Irritable bowel syndrome (IBS) is one of the most common gastro-intestinal problems faced by many people. This condition involves changes in frequency or form of bowel movements and lower abdominal pain. Diet, stress, poor sleep and changes in gut bacteria may all trigger symptoms. However, triggers are different for each person, making it difficult to name specific foods or stressors that everyone with the disorder should avoid. This article will discuss the most common symptoms of IBS and what to do if you suspect you have it. Let us look at the most common symptoms:
Pain and Cramping
Abdominal pain is the most common symptom and a key factor in diagnosis.Normally, your gut and brain work together to control digestion. This happens via hormones, nerves and signals released by the good bacteria that live in your gut.
In IBS, these cooperative signals become distorted, leading to uncoordinated and painful tension in the muscles of the digestive tract. This pain usually occurs in the lower abdomen or the entire abdomen but is less likely to be in the upper abdomen alone. Pain typically decreases following a bowel movement
Diarrhea-predominant IBS is one of the three main types of the disorder. It affects roughly one-third of patients with IBS. Accelerated bowel transit in IBS can also result in a sudden, immediate urge to have a bowel movement. Some patients describe this as a significant source of stress, even avoiding some social situations for fear of a sudden onset of diarrhea.

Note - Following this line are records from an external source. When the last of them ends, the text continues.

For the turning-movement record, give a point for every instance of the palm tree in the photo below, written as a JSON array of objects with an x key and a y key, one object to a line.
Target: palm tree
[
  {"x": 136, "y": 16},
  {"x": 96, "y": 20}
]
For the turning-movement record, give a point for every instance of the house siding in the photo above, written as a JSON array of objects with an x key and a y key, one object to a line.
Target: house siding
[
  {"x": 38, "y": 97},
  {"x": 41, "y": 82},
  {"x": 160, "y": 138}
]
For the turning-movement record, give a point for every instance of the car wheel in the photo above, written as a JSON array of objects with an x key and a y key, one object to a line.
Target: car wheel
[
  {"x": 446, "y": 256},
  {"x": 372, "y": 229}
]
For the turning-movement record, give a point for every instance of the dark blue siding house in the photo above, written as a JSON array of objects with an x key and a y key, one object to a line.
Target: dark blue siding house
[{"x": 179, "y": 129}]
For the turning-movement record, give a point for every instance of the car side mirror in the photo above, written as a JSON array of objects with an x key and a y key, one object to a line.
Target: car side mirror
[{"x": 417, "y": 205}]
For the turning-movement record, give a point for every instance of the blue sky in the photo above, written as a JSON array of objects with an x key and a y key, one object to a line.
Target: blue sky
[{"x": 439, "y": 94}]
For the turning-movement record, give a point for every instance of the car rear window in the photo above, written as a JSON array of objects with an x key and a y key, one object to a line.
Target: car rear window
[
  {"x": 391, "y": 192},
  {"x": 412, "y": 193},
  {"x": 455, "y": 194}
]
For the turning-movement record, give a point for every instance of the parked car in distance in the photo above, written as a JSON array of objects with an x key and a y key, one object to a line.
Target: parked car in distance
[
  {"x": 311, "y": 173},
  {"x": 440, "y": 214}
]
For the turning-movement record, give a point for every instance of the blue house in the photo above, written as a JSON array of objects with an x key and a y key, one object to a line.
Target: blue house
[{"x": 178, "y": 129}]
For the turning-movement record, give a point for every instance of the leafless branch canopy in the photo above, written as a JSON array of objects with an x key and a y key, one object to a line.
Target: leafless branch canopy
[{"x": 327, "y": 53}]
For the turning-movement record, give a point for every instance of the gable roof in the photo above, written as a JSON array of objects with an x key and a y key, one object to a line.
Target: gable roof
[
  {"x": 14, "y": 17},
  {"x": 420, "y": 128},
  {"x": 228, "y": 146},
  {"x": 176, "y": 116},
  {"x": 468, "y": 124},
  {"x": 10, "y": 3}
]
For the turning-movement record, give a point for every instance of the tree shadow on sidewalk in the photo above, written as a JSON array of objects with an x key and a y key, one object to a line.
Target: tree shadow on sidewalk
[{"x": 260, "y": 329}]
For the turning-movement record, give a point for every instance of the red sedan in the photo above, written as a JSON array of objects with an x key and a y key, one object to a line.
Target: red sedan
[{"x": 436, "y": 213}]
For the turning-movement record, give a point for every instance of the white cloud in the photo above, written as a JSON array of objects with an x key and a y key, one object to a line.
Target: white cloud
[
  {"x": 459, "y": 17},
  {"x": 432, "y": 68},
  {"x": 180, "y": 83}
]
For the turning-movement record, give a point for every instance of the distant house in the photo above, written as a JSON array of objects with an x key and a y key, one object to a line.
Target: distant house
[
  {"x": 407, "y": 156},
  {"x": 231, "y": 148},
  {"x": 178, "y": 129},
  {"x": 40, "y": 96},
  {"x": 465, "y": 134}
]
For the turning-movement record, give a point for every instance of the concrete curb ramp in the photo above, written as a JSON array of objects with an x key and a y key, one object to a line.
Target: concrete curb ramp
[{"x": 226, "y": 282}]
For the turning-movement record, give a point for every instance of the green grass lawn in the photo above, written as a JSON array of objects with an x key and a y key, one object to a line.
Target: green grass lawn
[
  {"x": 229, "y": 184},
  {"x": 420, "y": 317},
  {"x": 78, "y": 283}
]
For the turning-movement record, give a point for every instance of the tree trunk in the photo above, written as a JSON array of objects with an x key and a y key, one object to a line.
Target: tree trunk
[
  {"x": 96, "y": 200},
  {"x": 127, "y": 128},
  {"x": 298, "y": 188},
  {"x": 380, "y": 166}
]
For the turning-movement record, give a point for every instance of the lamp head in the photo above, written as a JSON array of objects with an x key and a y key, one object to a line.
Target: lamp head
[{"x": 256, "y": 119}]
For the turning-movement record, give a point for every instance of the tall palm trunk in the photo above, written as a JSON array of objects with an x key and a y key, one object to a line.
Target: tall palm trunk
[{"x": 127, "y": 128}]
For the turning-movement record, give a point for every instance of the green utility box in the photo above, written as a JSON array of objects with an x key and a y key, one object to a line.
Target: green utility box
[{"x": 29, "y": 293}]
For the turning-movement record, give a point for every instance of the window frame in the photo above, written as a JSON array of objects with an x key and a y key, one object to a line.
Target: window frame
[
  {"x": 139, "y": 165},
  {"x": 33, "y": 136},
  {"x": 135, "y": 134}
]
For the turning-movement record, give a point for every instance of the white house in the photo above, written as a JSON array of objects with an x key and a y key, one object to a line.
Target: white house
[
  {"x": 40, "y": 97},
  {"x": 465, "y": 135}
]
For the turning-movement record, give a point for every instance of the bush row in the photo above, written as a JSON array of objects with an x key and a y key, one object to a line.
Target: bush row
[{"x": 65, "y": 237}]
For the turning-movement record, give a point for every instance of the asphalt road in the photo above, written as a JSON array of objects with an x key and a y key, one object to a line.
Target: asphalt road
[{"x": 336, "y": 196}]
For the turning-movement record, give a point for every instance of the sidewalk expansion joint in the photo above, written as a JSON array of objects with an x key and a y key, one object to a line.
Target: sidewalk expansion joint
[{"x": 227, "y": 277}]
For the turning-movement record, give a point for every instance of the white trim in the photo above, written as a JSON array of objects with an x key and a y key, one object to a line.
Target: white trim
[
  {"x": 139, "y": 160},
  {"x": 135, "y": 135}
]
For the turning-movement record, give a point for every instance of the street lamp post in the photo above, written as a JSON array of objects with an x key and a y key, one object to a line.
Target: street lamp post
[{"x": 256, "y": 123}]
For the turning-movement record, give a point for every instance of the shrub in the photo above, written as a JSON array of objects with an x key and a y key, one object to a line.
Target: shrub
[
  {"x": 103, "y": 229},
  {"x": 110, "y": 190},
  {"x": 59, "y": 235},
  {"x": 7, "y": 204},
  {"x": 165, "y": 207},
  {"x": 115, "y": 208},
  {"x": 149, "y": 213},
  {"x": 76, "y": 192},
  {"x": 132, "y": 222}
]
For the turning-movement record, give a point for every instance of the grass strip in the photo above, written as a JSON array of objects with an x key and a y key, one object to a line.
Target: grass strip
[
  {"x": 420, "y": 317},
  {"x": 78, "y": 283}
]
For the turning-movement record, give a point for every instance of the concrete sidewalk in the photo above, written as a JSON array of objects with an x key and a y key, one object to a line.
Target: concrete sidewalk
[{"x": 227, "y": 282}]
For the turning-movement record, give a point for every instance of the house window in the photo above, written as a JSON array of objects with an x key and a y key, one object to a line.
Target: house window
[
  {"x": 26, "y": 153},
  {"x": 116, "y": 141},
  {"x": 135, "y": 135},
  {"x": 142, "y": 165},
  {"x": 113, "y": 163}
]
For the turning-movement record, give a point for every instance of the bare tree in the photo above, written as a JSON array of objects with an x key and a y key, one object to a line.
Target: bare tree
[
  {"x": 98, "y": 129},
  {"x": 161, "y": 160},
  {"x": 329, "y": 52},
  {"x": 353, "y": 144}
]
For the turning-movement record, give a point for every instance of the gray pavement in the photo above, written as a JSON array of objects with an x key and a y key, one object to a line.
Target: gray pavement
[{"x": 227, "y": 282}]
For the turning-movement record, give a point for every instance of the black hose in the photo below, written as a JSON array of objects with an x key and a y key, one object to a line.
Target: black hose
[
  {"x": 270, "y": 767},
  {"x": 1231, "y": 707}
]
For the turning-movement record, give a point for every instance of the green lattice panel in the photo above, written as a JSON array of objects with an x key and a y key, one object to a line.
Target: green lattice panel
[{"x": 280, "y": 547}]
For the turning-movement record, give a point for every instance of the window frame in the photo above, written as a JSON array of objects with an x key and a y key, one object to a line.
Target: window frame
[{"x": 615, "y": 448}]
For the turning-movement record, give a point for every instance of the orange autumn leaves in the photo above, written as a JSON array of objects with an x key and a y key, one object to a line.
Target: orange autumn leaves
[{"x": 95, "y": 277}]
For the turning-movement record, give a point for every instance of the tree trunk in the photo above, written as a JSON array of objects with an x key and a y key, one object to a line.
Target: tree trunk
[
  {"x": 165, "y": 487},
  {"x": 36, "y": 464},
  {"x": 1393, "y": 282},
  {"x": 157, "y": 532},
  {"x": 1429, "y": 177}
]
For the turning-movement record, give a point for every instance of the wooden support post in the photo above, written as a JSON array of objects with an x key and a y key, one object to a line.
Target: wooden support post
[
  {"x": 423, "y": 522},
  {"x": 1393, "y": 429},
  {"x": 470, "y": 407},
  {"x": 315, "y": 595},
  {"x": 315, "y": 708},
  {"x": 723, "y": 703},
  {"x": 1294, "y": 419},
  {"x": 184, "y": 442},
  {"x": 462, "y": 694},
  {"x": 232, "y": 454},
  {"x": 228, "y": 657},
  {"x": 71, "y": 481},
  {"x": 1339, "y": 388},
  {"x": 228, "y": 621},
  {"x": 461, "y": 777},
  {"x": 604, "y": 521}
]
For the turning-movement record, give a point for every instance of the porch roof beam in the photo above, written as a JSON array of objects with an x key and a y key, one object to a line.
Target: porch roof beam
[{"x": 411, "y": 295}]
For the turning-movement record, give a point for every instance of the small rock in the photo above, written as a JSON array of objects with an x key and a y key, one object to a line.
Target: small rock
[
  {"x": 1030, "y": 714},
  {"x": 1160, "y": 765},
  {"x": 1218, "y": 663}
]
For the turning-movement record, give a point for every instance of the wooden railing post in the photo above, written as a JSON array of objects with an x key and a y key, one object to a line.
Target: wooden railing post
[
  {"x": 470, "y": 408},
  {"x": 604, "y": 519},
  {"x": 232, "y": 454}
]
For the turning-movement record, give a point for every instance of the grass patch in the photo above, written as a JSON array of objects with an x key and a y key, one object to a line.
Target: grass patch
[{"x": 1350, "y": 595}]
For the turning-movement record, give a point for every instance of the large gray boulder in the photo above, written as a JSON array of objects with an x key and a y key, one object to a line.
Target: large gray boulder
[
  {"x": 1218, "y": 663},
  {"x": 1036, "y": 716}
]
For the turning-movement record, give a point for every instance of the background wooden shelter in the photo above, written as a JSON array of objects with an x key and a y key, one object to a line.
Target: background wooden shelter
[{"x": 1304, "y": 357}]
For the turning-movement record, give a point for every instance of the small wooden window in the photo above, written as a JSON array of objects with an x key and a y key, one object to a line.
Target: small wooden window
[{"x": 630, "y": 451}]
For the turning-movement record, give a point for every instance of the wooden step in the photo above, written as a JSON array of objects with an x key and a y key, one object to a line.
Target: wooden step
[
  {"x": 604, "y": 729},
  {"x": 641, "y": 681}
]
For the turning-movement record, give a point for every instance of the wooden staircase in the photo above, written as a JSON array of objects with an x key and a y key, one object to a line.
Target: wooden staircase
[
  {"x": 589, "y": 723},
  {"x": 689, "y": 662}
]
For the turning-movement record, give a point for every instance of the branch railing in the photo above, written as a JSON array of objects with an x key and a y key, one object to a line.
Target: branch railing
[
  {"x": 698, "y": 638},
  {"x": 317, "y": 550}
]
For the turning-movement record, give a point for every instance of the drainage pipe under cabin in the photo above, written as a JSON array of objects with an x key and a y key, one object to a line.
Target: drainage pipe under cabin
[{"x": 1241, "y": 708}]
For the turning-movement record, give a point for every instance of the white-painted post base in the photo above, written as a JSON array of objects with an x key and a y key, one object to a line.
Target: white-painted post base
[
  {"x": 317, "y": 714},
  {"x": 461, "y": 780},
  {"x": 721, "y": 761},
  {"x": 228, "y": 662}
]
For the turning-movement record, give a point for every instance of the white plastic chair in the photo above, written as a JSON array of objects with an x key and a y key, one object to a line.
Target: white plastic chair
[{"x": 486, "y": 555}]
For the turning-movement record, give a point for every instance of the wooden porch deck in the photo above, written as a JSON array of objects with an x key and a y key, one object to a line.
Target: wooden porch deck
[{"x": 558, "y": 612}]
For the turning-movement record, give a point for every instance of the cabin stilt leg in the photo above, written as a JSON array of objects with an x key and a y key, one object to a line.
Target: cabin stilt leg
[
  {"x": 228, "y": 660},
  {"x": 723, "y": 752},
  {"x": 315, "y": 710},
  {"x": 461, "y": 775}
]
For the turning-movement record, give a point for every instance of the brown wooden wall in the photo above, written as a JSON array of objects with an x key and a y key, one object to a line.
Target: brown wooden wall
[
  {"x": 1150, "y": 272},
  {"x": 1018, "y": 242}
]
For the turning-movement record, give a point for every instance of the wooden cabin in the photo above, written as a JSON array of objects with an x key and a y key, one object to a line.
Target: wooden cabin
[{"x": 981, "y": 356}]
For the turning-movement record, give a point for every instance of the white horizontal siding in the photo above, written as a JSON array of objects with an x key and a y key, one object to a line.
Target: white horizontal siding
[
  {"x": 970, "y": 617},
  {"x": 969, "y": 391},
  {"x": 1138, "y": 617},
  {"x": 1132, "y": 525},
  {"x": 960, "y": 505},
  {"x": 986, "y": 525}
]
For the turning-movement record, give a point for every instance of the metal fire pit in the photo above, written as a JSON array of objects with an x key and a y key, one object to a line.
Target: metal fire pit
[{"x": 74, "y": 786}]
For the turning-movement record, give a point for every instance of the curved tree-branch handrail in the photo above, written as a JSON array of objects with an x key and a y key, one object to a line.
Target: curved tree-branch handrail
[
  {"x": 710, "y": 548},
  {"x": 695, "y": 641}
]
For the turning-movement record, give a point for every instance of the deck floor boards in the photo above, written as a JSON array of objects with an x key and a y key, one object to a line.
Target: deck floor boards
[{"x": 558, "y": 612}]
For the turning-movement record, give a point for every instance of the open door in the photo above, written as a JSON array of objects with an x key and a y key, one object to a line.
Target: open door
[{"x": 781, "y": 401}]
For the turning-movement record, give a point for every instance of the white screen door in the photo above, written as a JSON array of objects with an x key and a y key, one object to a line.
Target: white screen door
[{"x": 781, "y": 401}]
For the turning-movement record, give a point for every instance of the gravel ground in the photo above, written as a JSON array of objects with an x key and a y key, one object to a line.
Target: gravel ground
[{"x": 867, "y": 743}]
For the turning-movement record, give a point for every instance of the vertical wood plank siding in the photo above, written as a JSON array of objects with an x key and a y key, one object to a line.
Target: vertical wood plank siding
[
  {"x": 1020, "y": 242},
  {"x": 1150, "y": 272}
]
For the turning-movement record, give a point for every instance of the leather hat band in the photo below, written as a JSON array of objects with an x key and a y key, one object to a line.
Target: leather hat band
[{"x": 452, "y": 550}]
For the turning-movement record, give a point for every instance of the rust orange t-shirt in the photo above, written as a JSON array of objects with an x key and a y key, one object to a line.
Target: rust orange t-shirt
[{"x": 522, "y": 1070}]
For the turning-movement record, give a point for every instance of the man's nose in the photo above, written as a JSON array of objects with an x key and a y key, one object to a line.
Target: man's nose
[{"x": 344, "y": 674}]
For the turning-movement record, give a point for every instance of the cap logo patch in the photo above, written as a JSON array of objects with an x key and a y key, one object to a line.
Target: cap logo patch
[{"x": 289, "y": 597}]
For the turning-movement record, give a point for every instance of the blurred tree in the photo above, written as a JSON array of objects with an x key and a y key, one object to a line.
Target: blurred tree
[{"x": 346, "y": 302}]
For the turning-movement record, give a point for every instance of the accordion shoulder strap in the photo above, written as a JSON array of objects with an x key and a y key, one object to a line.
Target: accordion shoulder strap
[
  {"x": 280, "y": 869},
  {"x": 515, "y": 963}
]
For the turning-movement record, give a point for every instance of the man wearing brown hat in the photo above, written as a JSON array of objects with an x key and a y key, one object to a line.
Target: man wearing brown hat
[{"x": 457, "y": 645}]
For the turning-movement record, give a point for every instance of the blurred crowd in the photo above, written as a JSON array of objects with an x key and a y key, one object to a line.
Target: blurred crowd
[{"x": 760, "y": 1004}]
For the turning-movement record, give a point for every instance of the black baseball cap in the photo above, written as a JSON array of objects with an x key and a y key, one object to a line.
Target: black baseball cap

Additionally, stool in the diarrhea-predominant type tends to be loose and watery and may contain mucus.
Although it seems counterintuitive, IBS can cause constipation as well as diarrhea. Constipation-predominant IBS is the most common type, affecting nearly 50% of people with IBS. Altered communication between the brain and bowel may speed up or slow down the normal transit time of stool. When transit time slows, the bowel absorbs more water from stool, and it becomes more difficult to pass.
Constipation is defined as having fewer than three bowel movements per week. “Functional” constipation describes chronic constipation not explained by another disease. It is not related to IBS and is very common. Functional constipation differs from IBS in that it is generally not painful.
In contrast, constipation in IBS includes abdominal pain that eases with bowel movements. Constipation in IBS also often causes a sensation of an incomplete bowel movement. This leads to unnecessary straining.
Incomplete Bowel Movement
Slow-moving stool in the intestine often becomes dehydrated as the intestine absorbs water. In turn, this creates hard stool, which can exacerbate symptoms of constipation. Prompt movement of stool through the intestine leaves little time for absorption of water and results in the loose stools characteristic of diarrhea.
IBS can also cause mucus to accumulate in stool, which is not usually associated with other causes of constipation. Blood in stool may be a sign of another, potentially serious medical condition and deserves a visit to your doctor. Blood in stool may appear red but often appears very dark or black with a tarry consistency.